08 Nov Lessons from a Legend
My Gran, our Toet, would have been 88 years old today. It feels like yesterday that we sat on her couch on June afternoons, drinking Milo and watching Wimbledon, when we’d find her sitting on a deck chair outside her back door reading a book in the sun. This is the lady who would giggle uncontrollably until she snorted, unconsciously roll her thumbs around each other while engrossed in her soapies in the late afternoons, peel the skin off the apple in one long twirl, knit matching white jerseys for the entire family for Christmas and beat us all at scrabble every time we played.
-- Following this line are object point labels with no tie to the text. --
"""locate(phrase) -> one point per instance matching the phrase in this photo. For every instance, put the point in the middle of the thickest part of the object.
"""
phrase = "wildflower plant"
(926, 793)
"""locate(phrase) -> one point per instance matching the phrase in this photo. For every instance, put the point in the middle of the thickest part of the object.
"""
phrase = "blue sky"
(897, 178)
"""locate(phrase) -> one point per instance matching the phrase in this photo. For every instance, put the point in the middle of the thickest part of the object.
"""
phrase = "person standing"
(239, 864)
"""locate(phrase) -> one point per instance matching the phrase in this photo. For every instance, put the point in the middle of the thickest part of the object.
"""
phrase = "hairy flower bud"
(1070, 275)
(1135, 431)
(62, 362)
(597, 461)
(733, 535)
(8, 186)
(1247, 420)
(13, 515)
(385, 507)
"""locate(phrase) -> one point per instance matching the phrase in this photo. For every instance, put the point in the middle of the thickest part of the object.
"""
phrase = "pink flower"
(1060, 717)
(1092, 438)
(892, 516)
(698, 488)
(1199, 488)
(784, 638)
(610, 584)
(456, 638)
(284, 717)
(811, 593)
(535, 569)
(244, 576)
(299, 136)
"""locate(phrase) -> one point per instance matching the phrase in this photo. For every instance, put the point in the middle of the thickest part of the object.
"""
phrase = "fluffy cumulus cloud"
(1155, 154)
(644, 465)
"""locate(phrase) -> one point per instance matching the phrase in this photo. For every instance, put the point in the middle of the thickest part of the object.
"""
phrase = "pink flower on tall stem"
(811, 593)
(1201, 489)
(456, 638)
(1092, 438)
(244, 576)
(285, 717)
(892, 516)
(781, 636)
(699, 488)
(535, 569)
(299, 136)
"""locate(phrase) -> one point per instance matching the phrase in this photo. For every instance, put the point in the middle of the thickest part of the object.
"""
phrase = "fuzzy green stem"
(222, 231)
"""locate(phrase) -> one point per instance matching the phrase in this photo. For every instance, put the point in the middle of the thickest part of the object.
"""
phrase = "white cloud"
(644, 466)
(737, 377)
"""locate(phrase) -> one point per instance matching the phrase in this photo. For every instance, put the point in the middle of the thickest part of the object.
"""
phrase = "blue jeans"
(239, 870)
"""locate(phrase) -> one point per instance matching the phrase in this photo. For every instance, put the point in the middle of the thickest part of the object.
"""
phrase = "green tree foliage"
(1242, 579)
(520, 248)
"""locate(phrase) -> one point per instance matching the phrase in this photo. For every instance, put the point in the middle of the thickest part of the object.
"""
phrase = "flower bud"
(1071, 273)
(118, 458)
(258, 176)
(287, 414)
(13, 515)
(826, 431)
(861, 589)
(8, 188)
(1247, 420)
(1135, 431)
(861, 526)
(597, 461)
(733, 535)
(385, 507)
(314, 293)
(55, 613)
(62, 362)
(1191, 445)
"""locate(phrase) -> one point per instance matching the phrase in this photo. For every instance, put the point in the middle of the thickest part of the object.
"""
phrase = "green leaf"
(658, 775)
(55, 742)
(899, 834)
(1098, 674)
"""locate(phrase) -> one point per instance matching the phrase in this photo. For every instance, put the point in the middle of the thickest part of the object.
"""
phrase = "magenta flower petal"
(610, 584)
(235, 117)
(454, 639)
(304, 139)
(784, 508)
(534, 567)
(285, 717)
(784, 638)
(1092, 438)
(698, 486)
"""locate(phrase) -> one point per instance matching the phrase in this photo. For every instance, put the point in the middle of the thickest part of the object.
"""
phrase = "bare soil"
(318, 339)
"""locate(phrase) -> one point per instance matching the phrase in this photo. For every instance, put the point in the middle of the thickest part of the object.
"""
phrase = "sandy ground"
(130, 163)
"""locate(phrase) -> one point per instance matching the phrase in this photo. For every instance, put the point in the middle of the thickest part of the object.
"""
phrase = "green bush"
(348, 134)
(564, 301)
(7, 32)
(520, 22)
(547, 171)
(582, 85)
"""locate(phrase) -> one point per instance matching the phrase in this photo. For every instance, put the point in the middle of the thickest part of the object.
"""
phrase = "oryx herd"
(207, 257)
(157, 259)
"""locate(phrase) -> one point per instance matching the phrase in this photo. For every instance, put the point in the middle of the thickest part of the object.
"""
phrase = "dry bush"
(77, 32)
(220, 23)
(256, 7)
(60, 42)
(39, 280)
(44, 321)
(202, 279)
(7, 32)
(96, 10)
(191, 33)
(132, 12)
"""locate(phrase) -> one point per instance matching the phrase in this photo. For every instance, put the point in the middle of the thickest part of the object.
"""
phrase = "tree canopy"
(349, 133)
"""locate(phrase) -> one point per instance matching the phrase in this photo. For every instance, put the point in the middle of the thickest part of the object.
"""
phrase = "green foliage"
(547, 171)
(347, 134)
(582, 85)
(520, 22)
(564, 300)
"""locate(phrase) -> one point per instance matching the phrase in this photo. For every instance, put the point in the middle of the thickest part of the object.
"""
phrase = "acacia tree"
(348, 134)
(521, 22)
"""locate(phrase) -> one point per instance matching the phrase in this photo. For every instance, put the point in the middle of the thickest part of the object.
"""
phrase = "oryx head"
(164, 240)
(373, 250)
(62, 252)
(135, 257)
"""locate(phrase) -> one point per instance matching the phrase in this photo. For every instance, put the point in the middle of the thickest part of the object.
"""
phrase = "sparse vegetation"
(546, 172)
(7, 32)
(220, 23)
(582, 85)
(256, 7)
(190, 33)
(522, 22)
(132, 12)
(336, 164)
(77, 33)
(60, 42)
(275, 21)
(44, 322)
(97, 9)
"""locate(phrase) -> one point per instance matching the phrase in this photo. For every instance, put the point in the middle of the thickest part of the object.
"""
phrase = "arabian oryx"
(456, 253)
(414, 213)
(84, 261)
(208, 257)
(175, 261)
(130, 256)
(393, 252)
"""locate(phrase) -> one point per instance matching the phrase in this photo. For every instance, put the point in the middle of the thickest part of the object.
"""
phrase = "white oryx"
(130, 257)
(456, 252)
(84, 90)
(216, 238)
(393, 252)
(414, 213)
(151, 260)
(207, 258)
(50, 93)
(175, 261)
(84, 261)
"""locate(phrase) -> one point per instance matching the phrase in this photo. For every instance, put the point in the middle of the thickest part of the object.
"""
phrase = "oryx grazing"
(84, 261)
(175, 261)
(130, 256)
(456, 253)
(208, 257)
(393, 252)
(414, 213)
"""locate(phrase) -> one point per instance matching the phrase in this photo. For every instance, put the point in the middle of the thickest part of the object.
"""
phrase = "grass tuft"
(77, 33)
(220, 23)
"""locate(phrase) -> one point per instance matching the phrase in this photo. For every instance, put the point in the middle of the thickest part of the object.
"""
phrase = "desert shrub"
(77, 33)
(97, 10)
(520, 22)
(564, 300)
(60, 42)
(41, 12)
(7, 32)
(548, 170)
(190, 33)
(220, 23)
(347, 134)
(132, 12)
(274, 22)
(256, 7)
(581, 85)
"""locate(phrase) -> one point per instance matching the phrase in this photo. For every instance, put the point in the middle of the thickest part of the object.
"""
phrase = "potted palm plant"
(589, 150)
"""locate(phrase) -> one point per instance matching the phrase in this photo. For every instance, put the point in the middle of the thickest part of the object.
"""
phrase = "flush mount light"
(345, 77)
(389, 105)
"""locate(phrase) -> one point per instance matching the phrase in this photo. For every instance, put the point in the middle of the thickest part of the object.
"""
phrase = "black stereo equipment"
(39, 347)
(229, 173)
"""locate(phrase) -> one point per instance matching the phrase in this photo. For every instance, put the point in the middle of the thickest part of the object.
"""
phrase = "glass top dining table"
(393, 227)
Toet was the true Matriarch of our family, so independent and honest and authentic. She ran a farm as a young wife, raised three active boys, chased monkeys out of her banana trees with a catty, painted her handbags when she decided she felt like a different colour would be more suitable and kept her little butternut coloured car safe using a gorilla bar and a plastic snake. She was always the same, not changed by circumstances or the people around her. She lived a simple life, appreciative of the small pleasures. Love glowed from her face when we shared family holidays and special occasions together.
Throughout her life and even in her last few years when she grew frustrated by her forgetfulness and her reliance on others, she lived with unwavering faith. Fear and worry were totally absent from her life. She trusted for provision and stood firm on God’s promises, not worrying about tomorrow or in fear of what it may bring.
At the celebration of her life at the end of 2009, we sang one of her favourite hymns, as much as a reminder for ourselves as for her belief in the words:
“What a friend we have in Jesus, all our sins and griefs to bear!
What a privilege to carry everything to God in prayer!
O what peace we often forfeit, o what needless pain we bear,
All because we do not carry everything to God in Prayer!”
Seven years later, I still miss her and I still think of her so often. Her legacy lives on in every tree at Amrig and in the laughter of all the little people who now play on the lawns there. I feel privileged to be the granddaughter of such a wonderful women and to have learnt the most priceless lesson by the way she lived her life.